Meta: Americans love guns. It’s woven into our identity to love firearms and the industry that creates them, and today, we’ll look at the 10 most American guns.
The first gun on our list is perhaps the most famous one, and it is the most recognizable weapon of the Wild West. Along with the Model 3 revolver, the Colt Single Action Army was a favorite of lawmen and outlaws alike, and its reliable nature and reasonable price made it incredibly common.
While the romanticized view of the Wild West that we enjoy in movies and TV may be a little optimistic, the ubiquity of this single gun was one thing that they all got right. Today, you can get your hands on plenty of reproduction Single Action Armies, though originals can fetch thousands at auction, depending on the original owner.
America’s first rifle of worldwide renown was the Winchester Rifle, and this gun was available in many models, though two of the most famous were the Model 1873 and the Model 1895. The former was known as the “Gun That Won the West,” as it was one of the most popular repeating rifles of its time.

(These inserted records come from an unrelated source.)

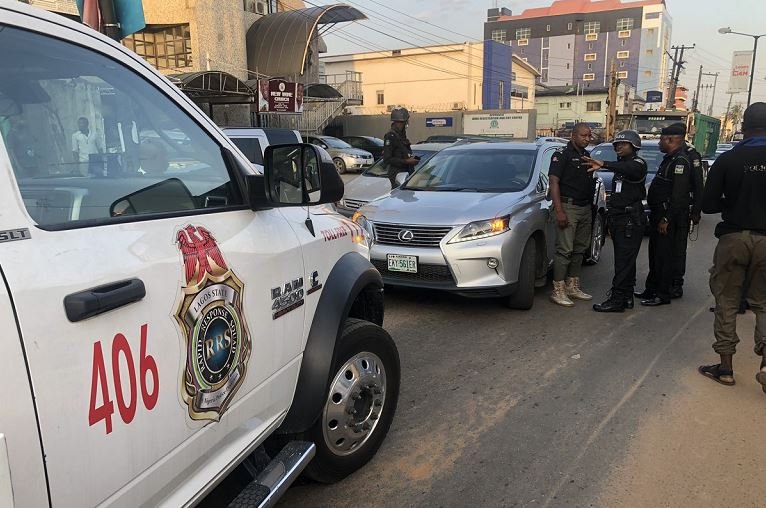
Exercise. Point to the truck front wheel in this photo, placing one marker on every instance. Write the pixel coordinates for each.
(360, 404)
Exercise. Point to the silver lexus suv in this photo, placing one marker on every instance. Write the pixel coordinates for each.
(474, 219)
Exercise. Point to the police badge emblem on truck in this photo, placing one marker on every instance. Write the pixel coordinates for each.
(211, 318)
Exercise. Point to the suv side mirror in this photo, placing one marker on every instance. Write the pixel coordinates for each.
(295, 175)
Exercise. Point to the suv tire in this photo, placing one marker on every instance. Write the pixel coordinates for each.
(524, 296)
(366, 366)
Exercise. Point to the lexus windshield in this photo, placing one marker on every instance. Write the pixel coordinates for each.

On the other hand, the Model 1895 saw widespread use during World War I, as it was fielded by the American, British, and Russian armies. The Winchester Rifle featured a lever-action mechanism that was far quicker than the breach-loaders that were common during its time, making follow-up shots far simpler.
The M1903 Springfield was the answer to a few decades of stagnation in American firearms development, particularly in the field of long rifles. This gun would go on to see service in two World Wars, the Korean War, and the Vietnam War, making it one of the longest-serving weapons in US military history.
The M1903 started off as an infantry rifle, though it would go on to play a more specialized role as a marksman’s rifle as time went by and it was surpassed by new equipment. However, during World War II, most soldiers who weren’t equipped with an M1 Garand had a trusty Springfield at their side.
The Colt M1911 is still going strong after over 100 years of production, though the design is admittedly starting to show signs of aging. This was one of the world’s first and most successful semi-automatic handguns, and it has served in countless wars as a trusty sidearm for American soldiers.
A lot of Americans can boast that their first ever handgun was an M1911, and we believe that every red-blooded patriot should feel the reassuring kick of the .45 ACP cartridge at least once.
Speaking of the .45 ACP cartridge, the Thompson submachine gun is another famous American gun that fired it. Also known as the Tommy Gun, this firearm has cemented its place in American history.
The Thompson has been used everyone ranging from American paratroopers storming the beaches of Normandy to Chicago gangsters in back-alley brawls. This is probably one of the best-known submachine guns in history, and even people who don’t know firearms can recognize the Tommy Gun.
Despite being born in Canada, John C. Garand was the son of American parents, and he went on to design one of the most influential rifles in history. The M1 Garand was the first semi-automatic rifle that was issued to line troops en masse, and it drastically increased the firepower that American soldiers could bring to bear.
In World War II, most squads were equipped with bolt-action rifles, and they couldn’t hope to match the output of the faster-firing Garand.
Using the M1 as a basis, the M14 was the next step in US firearms development, and it was one of the first battle rifles of its time. The M14 competed with the FAL as the weapon that would go on to arm NATO armies, and while it lost at that, it would go on to serve in the Vietnam War and beyond.
There are variants of the M14 that are still in use today, namely the EBR, which stands for Enhanced Battle Rifle. This version of the M14 is used by designated marksmen who need the superior accuracy and range that is offered by the full-power rifle-caliber round that it fires.
Of course, we could never forget to mention Eugene Stoner’s famous design that would go on to arm a generation of American soldiers. Still in use as the primary infantry rifle of the American soldier today, the M16 has been going strong since the Vietnam War, where it endured some unfortunate teething issues.
What has made the M16 such a famous weapon is its success on the Civilian market as the AR-15, as it’s one of the most popular rifles in the country.
Sticking to Vietnam-era weaponry, we can’t forget the M60 machine gun, which has been made famous by movies like Rambo. While you won’t see plenty of soldiers hip-firing this monster of a light machine gun in real life, there was, in fact, a lightweight variant made for use in the jungles of Vietnam (the M60E3).
The M60E4 variant is still in use by various militaries today, and it features various aspects that have been rebuilt to make the gun more reliable.
The final gun that we’re going to look at is the M2 Browning heavy machine gun. Firing a .50 caliber projectile, the M2 has seen use on vehicles, with heavy machine gun crews, and even as the primary armament of American fighter aircraft in World War II.
Designed in 1918, this is still one of the most popular heavy machine guns in the world. The M2 has also seen plenty of use as a coaxial machine gun in tanks due to its favorable ballistics for ranging shots. Overall, this is perhaps the most versatile weapon on our list.
As you can see, America has plenty of famous firearms, and this list has only scratched the surface. While a lot of other nations have a history of building guns, most of them can’t hope to match American industrial muscle.